Since hashtags contribute only marginally, we also examine whether this expansion could be excluded without impact on overall performance. Therefore, results were calculated using @mention with back-projection and URL expansion only (see row “Id+Proj+Url”). This leads to higher accuracy, compared to the system that includes all expansions. F1, however, is higher where hashtag expansion is included. The improvement in disambiguation accuracy is significant at \(p=0.004\); however, depending on the application, a higher F1 might be preferable. The difference in F1 can not be assessed for significance using a paired test.

We also evaluated whether hashtag and URL expansion could be excluded, since the difference in accuracy between all three expansion strategies versus including only @mention expansion with back-projection (“Id+Proj”) is not statistically significant (\(p=0.1441\)). However, when overall disambiguation accuracy with added URL expansion (“Id+Proj+Url”) is compared against “Id+Proj” alone, the latter is indeed significantly worse (\(p=0.011\)). Coupled with the fact that F1 also decreases, the conclusion is that URL expansion helps, when used in combination with the two @mention expansion strategies.
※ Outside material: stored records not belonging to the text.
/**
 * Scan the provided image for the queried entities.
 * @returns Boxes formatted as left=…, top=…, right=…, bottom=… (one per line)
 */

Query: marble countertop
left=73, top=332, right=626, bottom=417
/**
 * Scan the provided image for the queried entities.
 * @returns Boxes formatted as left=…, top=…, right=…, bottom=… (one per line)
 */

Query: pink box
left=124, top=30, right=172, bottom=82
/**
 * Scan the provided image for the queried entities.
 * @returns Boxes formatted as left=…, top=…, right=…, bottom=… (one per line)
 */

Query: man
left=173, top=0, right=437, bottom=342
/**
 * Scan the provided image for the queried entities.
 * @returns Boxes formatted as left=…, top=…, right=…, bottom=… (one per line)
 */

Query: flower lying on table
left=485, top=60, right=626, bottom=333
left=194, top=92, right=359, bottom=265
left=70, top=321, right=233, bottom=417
The relative contribution of the three types of context expansion cannot be predicted easily for a different corpus, since the distribution of hashtags, user mentions, and URLs can vary from one tweet dataset to another. Nevertheless, extrapolating on the basis that if accuracy improvement due to an expansion type is \(x\), and we had \(n\) successful expansions of that type in the corpus, then the improvement per successful expansion is \(x/n\). Therefore, for a hypothetical corpus of 397 documents containing one single successful @mention expansion per document, we might see an accuracy improvement of 0.23; for URL expansions, 0.06; and for hashtag expansions, 0.04. The actual value in real terms, however, depends on the likelihood of those expansion types occuring in an actual corpus and the likelihood that expanded contextual information will be available at disambiguation time.

Table 7. Overall result
Table 8. Tweet comparison

6.3 Contextualizing Potential Performance Gain

In order to contextualize the magnitude of improvement obtained within results obtained by state-of-the-art NED methods, YODIE’s performance with and without tweet expansion is compared on the evaluation part of the tweet corpus described in Sect. 3. The best performing systems obtain F1 scores in the range of 0.46 to 0.52, as Table 8 shows, so the six point gain in F1 that we have shown to be possible through the use of tweet expansion is substantial, and sufficient to reposition a system in comparison with others.
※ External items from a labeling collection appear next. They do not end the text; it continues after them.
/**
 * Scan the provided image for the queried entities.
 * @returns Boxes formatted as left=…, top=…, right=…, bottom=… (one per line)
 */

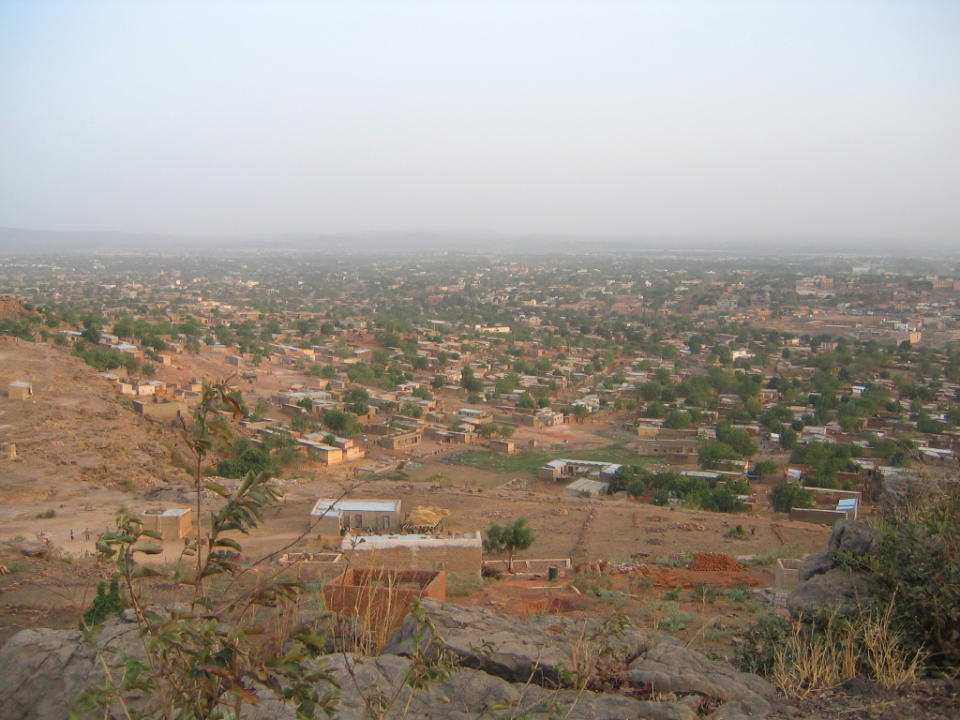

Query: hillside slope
left=0, top=337, right=183, bottom=503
7 Conclusions and Future Work

This paper investigated the impact on named entity disambiguation in tweets, when the original tweet text is enriched with additional contextual information from URLs, hashtags, and @mentions. The tweet expansion approaches investigated here can easily be incorporated within other LOD-based NED approaches, through the integration of the relatedness, textual similarity, and LOD-based similarity scores.

Our experiments demonstrated that tweet expansions lead to significantly improved NED performance on microblog content. In particular, overall accuracy improves by 7.3 percentage points, an improvement of 13.3 % compared with the baseline. Performance gain is slightly lower for F1 – an improvement of 6.2 percentage points (11.3 % over the baseline).

The main gains arise from the ability to disambiguate @mentions in which the tweet-text only baseline fails to identify their DBpedia referent. The dominant contribution in this case, therefore, is in terms of recall. It should also be noted that even without mention expansions, URL and hashtag expansions also lead to statistically significant improvements.

Limitations to the work include its dependence on the particular candidate scoring metrics and final disambiguation strategy used, since these constitute the channels through which tweet expansion can impact on performance. Future work will involve evaluating tweet expansion in the context of other systems in order to further investigate this interaction.